Another useful poster discussed the results of a faculty survey trying to discover what collaboration tools researchers were using.  (“Optimizing Intellectual Workflow: Which Collaborative Platform Works for You?” By Jay Bhatt, Dana Denick, Peggy Dominy, and Tim Siftar; Drexel University Libraries).  To summarize: they aren’t using any.  I can’t recall all the details, but most survey respondants weren’t using any of the new collaboration tools (2collab, Connotea, even Google Docs).  Many respondants indicated that they were still emailing documents as their only form of version control.  Since we are looking at ways to encourage collaborative research, I wondered if perhaps the library might be able to support faculty collaboration by introducing them to some of these tools.  In order for these tools to work, they need to fit in with the normal workflow of researchers.  A workshop might be able to introduce faculty to some of these tools, in order to see if any would work for them.

One of the wonderful things about poster sessions is the ability to really talk with the authors and ask detailed questions in an informal setting.  One of the bad things about poster sessions is when 12 other people want to talk with the same author you do.

Embedded librarianship

The SLA session on this topic presented some information by 2007 SLA Research Grant recipients David Shumaker and Mary Talley on what an embedded librarian was, and was constitutes best practices among those who have successfully implemented the idea.
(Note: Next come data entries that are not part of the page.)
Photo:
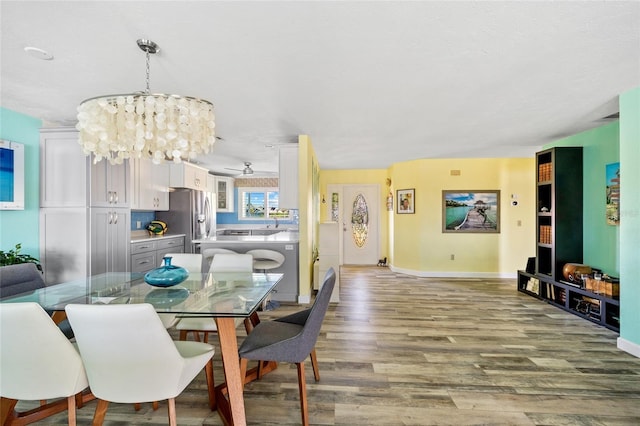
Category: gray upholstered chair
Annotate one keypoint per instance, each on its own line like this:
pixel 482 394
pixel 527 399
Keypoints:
pixel 291 339
pixel 22 278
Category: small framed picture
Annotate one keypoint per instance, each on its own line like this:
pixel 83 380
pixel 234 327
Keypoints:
pixel 406 201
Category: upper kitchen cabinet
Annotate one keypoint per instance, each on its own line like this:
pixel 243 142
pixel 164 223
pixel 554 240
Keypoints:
pixel 288 179
pixel 149 185
pixel 109 184
pixel 187 175
pixel 225 191
pixel 63 169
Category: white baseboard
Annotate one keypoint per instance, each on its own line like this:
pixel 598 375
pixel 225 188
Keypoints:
pixel 629 347
pixel 432 274
pixel 304 300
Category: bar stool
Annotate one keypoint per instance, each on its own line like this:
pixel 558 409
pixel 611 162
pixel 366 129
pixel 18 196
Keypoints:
pixel 266 260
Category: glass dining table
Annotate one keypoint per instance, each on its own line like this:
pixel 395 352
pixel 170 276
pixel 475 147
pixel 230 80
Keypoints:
pixel 221 296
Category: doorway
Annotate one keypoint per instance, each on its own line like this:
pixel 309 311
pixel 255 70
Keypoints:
pixel 357 209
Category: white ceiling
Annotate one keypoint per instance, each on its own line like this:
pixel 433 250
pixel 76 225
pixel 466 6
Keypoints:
pixel 372 82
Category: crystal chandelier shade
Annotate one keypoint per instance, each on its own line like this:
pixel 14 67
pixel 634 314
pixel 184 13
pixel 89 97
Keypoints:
pixel 145 125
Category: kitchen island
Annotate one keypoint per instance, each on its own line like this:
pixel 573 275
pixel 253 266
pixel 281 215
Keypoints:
pixel 285 242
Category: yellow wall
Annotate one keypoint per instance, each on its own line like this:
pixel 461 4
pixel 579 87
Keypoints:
pixel 419 246
pixel 354 177
pixel 308 213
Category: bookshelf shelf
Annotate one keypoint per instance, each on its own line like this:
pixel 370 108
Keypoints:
pixel 559 239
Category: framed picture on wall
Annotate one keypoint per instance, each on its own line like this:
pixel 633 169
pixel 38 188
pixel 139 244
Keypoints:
pixel 471 211
pixel 406 201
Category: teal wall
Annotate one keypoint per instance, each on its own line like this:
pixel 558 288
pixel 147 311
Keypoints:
pixel 22 226
pixel 601 241
pixel 630 218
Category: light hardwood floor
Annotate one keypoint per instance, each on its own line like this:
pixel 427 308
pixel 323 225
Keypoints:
pixel 401 350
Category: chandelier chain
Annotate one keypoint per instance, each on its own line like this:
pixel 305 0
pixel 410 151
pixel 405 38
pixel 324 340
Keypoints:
pixel 148 70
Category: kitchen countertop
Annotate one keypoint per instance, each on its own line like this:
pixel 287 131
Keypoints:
pixel 280 237
pixel 139 236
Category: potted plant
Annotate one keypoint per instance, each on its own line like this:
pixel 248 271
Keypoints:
pixel 14 256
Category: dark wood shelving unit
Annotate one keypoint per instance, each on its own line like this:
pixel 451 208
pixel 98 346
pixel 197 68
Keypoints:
pixel 559 239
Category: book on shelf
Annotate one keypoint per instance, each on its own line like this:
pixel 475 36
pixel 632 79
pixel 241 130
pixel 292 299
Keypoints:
pixel 533 285
pixel 576 285
pixel 544 172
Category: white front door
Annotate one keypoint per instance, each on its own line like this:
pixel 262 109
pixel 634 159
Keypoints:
pixel 360 226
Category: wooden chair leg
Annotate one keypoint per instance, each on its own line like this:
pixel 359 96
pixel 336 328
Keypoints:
pixel 79 401
pixel 8 409
pixel 303 394
pixel 172 412
pixel 101 412
pixel 71 408
pixel 314 365
pixel 243 369
pixel 208 369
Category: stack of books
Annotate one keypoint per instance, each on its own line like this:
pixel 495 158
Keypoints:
pixel 544 172
pixel 545 234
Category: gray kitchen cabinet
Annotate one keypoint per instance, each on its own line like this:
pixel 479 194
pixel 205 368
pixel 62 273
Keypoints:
pixel 84 216
pixel 109 184
pixel 147 254
pixel 110 240
pixel 64 251
pixel 64 169
pixel 225 192
pixel 288 177
pixel 149 185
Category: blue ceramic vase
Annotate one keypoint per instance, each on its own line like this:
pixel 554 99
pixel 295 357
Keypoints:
pixel 167 275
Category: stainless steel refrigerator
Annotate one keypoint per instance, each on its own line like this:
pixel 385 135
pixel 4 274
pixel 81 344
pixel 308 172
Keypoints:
pixel 192 213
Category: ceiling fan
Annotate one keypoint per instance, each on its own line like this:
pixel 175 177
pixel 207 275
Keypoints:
pixel 248 171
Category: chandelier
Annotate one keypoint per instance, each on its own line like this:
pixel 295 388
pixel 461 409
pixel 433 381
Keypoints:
pixel 145 125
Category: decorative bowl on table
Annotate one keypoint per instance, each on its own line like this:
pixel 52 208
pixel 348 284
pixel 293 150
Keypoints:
pixel 167 275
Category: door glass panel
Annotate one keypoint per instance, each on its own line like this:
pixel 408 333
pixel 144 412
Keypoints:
pixel 360 220
pixel 335 207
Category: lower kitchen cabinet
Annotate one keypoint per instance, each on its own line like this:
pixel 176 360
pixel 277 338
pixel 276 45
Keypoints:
pixel 110 240
pixel 147 254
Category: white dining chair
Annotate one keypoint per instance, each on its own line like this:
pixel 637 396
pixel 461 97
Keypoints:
pixel 208 255
pixel 37 363
pixel 221 262
pixel 129 356
pixel 192 262
pixel 263 261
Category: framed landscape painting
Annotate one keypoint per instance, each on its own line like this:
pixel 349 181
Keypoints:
pixel 471 211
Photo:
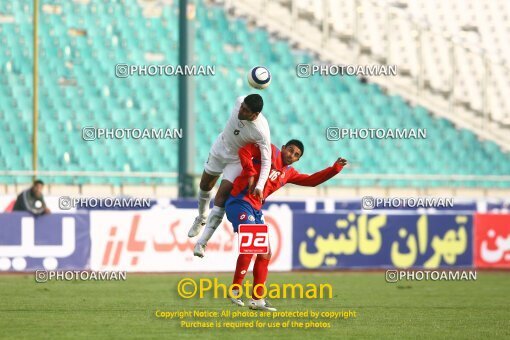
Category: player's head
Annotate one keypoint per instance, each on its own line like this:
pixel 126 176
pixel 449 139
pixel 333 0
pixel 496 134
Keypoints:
pixel 251 107
pixel 292 151
pixel 37 188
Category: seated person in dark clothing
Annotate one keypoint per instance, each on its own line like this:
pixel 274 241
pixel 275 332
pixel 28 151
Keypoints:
pixel 32 200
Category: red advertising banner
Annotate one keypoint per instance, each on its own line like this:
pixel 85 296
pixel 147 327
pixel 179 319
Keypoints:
pixel 492 240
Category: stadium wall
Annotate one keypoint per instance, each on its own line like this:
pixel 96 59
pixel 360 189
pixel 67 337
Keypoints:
pixel 156 240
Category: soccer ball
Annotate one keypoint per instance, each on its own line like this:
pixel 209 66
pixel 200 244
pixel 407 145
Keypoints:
pixel 259 77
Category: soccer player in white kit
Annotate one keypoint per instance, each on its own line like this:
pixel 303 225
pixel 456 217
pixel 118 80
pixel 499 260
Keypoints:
pixel 246 125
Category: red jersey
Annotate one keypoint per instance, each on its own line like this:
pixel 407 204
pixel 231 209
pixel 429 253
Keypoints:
pixel 279 174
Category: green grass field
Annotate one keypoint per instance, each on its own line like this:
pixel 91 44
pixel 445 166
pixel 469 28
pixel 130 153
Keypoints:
pixel 127 309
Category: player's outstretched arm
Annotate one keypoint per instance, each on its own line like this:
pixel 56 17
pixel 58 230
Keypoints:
pixel 318 177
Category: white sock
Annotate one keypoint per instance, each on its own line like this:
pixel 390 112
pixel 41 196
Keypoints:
pixel 204 197
pixel 213 221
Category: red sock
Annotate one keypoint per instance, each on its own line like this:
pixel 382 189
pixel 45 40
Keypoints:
pixel 259 276
pixel 243 262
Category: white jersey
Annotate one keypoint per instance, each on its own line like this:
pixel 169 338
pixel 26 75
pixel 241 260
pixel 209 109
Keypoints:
pixel 238 133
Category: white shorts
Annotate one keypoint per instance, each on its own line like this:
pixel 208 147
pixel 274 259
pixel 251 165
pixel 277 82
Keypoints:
pixel 216 166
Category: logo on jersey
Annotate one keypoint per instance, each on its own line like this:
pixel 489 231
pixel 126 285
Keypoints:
pixel 274 175
pixel 253 239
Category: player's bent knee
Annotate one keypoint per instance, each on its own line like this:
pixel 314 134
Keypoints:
pixel 207 181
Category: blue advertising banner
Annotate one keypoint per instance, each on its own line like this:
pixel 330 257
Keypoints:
pixel 49 242
pixel 335 241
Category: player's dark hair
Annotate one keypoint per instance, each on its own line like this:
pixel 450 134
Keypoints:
pixel 254 102
pixel 298 144
pixel 38 181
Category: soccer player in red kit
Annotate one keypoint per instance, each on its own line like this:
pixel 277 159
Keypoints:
pixel 242 207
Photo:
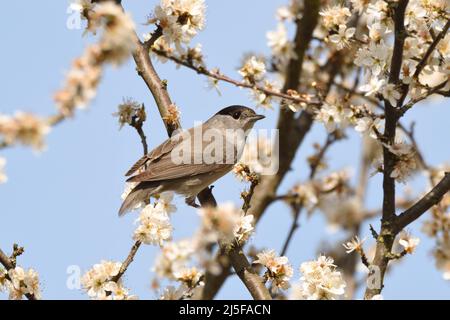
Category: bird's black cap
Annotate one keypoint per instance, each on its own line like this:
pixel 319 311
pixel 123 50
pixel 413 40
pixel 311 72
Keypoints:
pixel 235 108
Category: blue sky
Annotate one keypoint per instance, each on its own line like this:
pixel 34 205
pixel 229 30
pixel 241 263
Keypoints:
pixel 62 205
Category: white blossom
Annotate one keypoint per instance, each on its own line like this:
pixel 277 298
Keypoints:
pixel 253 70
pixel 335 16
pixel 391 94
pixel 23 282
pixel 320 280
pixel 180 20
pixel 408 242
pixel 354 244
pixel 154 226
pixel 341 39
pixel 279 271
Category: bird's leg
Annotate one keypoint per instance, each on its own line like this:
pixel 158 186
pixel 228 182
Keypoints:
pixel 190 201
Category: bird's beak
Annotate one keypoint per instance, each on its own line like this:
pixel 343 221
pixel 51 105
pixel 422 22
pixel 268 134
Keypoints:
pixel 257 117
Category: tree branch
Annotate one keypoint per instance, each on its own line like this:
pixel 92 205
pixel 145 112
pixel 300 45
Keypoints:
pixel 292 130
pixel 387 234
pixel 430 50
pixel 331 138
pixel 420 207
pixel 221 77
pixel 10 263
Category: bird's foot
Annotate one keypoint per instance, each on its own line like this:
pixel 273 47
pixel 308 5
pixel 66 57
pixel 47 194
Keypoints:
pixel 191 202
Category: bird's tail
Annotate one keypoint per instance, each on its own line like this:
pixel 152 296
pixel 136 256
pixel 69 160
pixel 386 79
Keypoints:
pixel 140 193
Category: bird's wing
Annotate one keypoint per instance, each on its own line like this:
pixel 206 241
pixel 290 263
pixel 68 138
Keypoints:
pixel 161 150
pixel 165 169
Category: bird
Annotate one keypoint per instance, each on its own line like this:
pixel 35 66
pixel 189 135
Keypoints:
pixel 184 165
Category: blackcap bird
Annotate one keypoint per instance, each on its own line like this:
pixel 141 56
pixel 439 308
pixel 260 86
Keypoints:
pixel 191 160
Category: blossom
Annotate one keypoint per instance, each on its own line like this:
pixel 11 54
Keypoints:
pixel 377 31
pixel 373 86
pixel 154 227
pixel 405 163
pixel 282 48
pixel 129 111
pixel 330 116
pixel 226 224
pixel 117 292
pixel 23 282
pixel 305 194
pixel 391 94
pixel 164 203
pixel 180 20
pixel 259 155
pixel 253 70
pixel 24 128
pixel 354 244
pixel 173 115
pixel 118 39
pixel 82 6
pixel 341 39
pixel 279 271
pixel 95 279
pixel 191 277
pixel 366 124
pixel 115 45
pixel 3 177
pixel 359 5
pixel 172 293
pixel 244 228
pixel 374 57
pixel 99 285
pixel 173 257
pixel 408 242
pixel 320 280
pixel 335 16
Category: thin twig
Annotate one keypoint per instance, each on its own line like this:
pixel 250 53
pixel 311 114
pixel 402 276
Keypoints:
pixel 221 77
pixel 420 207
pixel 10 263
pixel 298 208
pixel 127 261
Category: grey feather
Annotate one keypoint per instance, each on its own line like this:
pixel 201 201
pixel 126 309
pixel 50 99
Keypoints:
pixel 140 193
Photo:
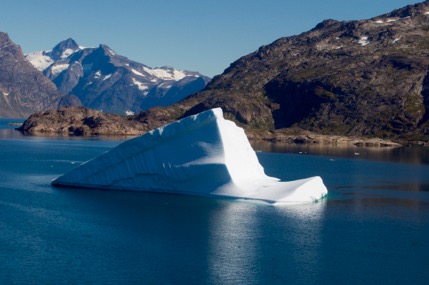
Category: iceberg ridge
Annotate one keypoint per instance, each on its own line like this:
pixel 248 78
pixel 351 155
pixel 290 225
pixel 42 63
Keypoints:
pixel 203 154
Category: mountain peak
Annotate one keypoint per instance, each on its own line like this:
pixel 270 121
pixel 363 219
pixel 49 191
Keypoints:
pixel 64 49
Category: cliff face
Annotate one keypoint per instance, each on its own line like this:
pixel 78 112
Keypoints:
pixel 365 78
pixel 23 89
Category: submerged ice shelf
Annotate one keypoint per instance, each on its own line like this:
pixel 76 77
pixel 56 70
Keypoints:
pixel 203 154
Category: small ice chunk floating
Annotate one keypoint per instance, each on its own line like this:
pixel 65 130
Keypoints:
pixel 203 154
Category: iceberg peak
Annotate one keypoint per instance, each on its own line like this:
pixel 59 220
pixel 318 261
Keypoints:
pixel 202 154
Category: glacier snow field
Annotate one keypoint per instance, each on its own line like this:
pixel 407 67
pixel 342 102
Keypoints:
pixel 372 228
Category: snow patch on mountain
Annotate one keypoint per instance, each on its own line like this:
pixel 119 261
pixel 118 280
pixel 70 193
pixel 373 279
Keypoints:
pixel 39 60
pixel 141 86
pixel 58 68
pixel 165 74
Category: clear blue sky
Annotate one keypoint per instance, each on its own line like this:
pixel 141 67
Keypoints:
pixel 198 35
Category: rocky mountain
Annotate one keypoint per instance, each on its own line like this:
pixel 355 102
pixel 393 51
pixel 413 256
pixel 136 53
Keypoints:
pixel 351 78
pixel 355 78
pixel 99 78
pixel 23 89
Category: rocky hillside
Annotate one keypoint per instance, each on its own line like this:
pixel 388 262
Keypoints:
pixel 23 89
pixel 99 78
pixel 80 121
pixel 354 78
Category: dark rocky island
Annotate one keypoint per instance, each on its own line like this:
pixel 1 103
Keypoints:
pixel 366 79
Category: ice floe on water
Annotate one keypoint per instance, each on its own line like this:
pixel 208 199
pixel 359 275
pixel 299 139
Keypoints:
pixel 203 154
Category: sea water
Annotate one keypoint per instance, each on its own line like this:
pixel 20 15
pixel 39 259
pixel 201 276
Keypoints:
pixel 373 228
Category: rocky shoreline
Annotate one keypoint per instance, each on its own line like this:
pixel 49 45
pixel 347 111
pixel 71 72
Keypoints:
pixel 79 121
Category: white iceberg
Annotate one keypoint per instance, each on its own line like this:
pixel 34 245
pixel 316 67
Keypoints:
pixel 203 154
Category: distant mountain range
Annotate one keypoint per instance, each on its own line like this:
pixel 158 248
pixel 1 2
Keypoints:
pixel 97 78
pixel 355 78
pixel 23 89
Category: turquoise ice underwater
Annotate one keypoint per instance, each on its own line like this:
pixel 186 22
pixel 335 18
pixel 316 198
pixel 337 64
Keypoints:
pixel 373 228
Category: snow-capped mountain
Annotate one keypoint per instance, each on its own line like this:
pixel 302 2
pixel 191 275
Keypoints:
pixel 101 79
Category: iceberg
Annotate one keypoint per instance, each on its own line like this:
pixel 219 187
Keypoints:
pixel 202 154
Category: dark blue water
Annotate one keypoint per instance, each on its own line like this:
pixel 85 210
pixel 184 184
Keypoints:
pixel 373 228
Presentation slides are available on David’s Blog, “The Embedded Librarian“.

I think this is what we are trying to do at my library – right now, we’re working on the “integrated library instruction” part, but I think we end up doing more than just instruction.

After identifying programs that were highly successful and those that weren’t successful, the researchers were able to identify common characteristics of successful programs.

  1. Successful programs promoted themselves – by word of mouth, by print advertising and other methods
  2. Successful programs evaluated themselves – have their numbers (documents delivered, workshop attendance, classes taught) increased?  Are they getting a good return on their investment?
  3. Successful programs offer a variety of services including in depth research, co-teaching with faculty, data analysis, ILL document delivery.
  4. And importantly, successful programs have strong management support – librarians have the freedom to set up these special services, user have the support of their management, and everyone has a strong commitment to continuing education

The program at my library has some of these characteristics: co-teaching, assessment, word of mouth advertising, and strong support of management.  We need to work on other aspects such as other types of advertising, and brining together multiple services.

It is great to see some real analysis of what practices can make a program successful.

What a difference a baby makes

My baby
My baby

On a normal conference morning, my alarm would wake me up, I would shower and get dressed, have a quick breakfast and head to the convention center.  Today was not a normal conference morning.

With my baby in tow, I was awakened by her hungry fussing an hour before I would otherwise have awoken.  I fed the baby, changed her, used my breast pump, and played for a little while before my mom woke up.  After getting about we ate breakfast while trying to get the baby to nap at the same time.  Then I left the baby with my mother and headed to the conference.

My presence at this conference is only possible because my mother has graciously agreed to come to DC with me and babysit while I’m at the conference.  Hopefully next year, when I’m not nursing, it will be easier for the baby to stay at home with her Dad.

My mother’s presence is necessary because this conference does not provide a child care center.  This surprises me, especially since other professional conferences (including those in male dominated fields) often provide on site care (for a fee).

The one thing missing from this conference is those chance conversations at dinners and receptions and other informal gatherings – when I’m not in a session, I am heading back to the hotel to feed my little one and take care of her.

As a result, I get to hear about evening receptions and tours via twitter, instead of attending myself.

I am grateful that my mom is retired and excited to help me out for the week: I wouldn’t be here without her.

I wish this conference (and others) would offer more support for mothers with young children.  They are often at a point in their career when they could use all the benefits a national conference has to offer but cannot take advantage due to the challenges of conferencing-with-baby.